From 1 July 2019, 17-year-olds were included in the youth justice system in most circumstances. Alongside this, there are planned changes to the way young people are detained in custody. It is a priority that as few young people as possible are remanded in youth justice facilities. New ways of managing young people awaiting their court proceedings are being established.
Budget 2019 provided investment in a new type of small, community-based youth justice facility, that is designed and operated through partnerships, including with iwi and Māori organisations. They provide a home-like environment to support rehabilitation and mirror community life and facilitate and encourage close family and whānau connections. In current youth justice facilities, practice changes are being made to achieve some of these same objectives. Work is also underway to support young people who offend into education and employment, including introducing new vocational training programmes into residences.
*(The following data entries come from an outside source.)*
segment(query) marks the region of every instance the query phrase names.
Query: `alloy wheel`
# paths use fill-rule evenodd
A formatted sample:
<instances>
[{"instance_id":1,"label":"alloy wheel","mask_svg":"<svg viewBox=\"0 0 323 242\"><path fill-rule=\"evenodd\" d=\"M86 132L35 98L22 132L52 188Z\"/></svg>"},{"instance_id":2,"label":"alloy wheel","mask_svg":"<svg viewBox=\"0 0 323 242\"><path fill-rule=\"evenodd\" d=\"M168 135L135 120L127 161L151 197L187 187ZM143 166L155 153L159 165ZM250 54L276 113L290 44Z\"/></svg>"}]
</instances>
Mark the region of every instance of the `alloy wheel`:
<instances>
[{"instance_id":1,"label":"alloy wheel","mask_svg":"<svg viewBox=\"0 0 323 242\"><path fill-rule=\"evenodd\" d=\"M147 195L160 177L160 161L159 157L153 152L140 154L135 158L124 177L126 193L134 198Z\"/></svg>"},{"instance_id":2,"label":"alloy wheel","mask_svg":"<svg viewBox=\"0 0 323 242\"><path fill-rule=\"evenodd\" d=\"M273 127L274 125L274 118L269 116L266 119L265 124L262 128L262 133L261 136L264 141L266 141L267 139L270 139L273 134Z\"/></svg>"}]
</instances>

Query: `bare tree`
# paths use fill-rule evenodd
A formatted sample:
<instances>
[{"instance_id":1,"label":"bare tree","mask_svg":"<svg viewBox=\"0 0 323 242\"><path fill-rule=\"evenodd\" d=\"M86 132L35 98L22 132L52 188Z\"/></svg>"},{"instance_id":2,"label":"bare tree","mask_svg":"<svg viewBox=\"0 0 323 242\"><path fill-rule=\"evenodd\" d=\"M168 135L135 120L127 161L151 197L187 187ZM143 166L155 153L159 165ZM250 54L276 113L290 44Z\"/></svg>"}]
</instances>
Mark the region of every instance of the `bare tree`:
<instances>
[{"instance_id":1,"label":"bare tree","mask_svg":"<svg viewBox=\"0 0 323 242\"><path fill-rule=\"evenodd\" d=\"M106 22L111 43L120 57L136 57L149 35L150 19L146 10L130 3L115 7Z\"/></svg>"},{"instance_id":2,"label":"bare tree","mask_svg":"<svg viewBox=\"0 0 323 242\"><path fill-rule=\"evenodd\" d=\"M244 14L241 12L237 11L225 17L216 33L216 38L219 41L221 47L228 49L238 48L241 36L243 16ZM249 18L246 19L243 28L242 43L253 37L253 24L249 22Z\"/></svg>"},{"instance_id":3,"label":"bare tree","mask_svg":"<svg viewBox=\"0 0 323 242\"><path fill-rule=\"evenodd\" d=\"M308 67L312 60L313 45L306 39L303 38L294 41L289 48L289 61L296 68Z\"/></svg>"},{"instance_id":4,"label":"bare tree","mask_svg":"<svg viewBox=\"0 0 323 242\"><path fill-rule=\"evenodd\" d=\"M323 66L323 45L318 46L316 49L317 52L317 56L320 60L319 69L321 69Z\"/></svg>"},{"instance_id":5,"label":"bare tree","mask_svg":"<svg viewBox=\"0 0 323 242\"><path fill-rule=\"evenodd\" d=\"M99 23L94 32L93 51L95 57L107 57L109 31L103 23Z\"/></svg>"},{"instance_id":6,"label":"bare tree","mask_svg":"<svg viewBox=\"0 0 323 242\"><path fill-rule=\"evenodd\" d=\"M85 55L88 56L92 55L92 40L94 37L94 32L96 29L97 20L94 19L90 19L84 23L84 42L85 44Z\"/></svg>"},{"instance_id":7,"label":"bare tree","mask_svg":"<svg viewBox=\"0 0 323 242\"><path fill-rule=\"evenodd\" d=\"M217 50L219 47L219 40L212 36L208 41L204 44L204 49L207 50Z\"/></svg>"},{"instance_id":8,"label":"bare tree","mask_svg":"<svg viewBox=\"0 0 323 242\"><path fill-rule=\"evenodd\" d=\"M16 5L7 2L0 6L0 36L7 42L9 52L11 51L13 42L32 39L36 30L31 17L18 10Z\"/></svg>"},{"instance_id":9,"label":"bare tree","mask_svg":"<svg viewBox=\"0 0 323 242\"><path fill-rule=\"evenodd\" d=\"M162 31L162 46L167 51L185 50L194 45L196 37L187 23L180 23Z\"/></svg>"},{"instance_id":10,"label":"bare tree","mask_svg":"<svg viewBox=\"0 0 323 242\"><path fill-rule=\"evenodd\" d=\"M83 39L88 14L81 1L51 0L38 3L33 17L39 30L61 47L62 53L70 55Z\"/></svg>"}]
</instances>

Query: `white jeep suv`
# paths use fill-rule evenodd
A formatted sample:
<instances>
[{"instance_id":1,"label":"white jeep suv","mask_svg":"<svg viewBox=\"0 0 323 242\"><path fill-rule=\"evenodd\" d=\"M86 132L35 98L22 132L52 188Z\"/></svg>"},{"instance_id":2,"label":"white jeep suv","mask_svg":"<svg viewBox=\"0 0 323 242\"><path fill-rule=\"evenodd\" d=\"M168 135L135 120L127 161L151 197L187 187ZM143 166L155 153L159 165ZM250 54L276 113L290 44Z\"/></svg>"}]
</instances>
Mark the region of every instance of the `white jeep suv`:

New Builds: Community-based Youth Justice Placements Services: A Youth Justice Placements Governance steering group (YJPSG) was established and a Project Delivery Plan has been approved. Engagement with local mana whenua informed the development of cultural competency. Funding has been approved for the development of 16 five-bed homes across the country.
Community Based Remand/Bail Homes (Parani): Twenty new community placements are now in place. Iwi and NGO providers for four additional community-based remand/bail homes have been finalised, with one each in Tauranga and Havelock North and two in Auckland. Four remand beds in a repurposed Oranga Tamariki community home in Hamilton were also opened.
An additional six community bail placements were made available in Nelson and Invercargill. Work is underway with NGO and Iwi Social Services to operate a further three community-based remand homes, one each in Tauranga, Waikato and Tairāwhiti regions. Work is also underway with mana whenua to develop a Youth Justice home in Canterbury.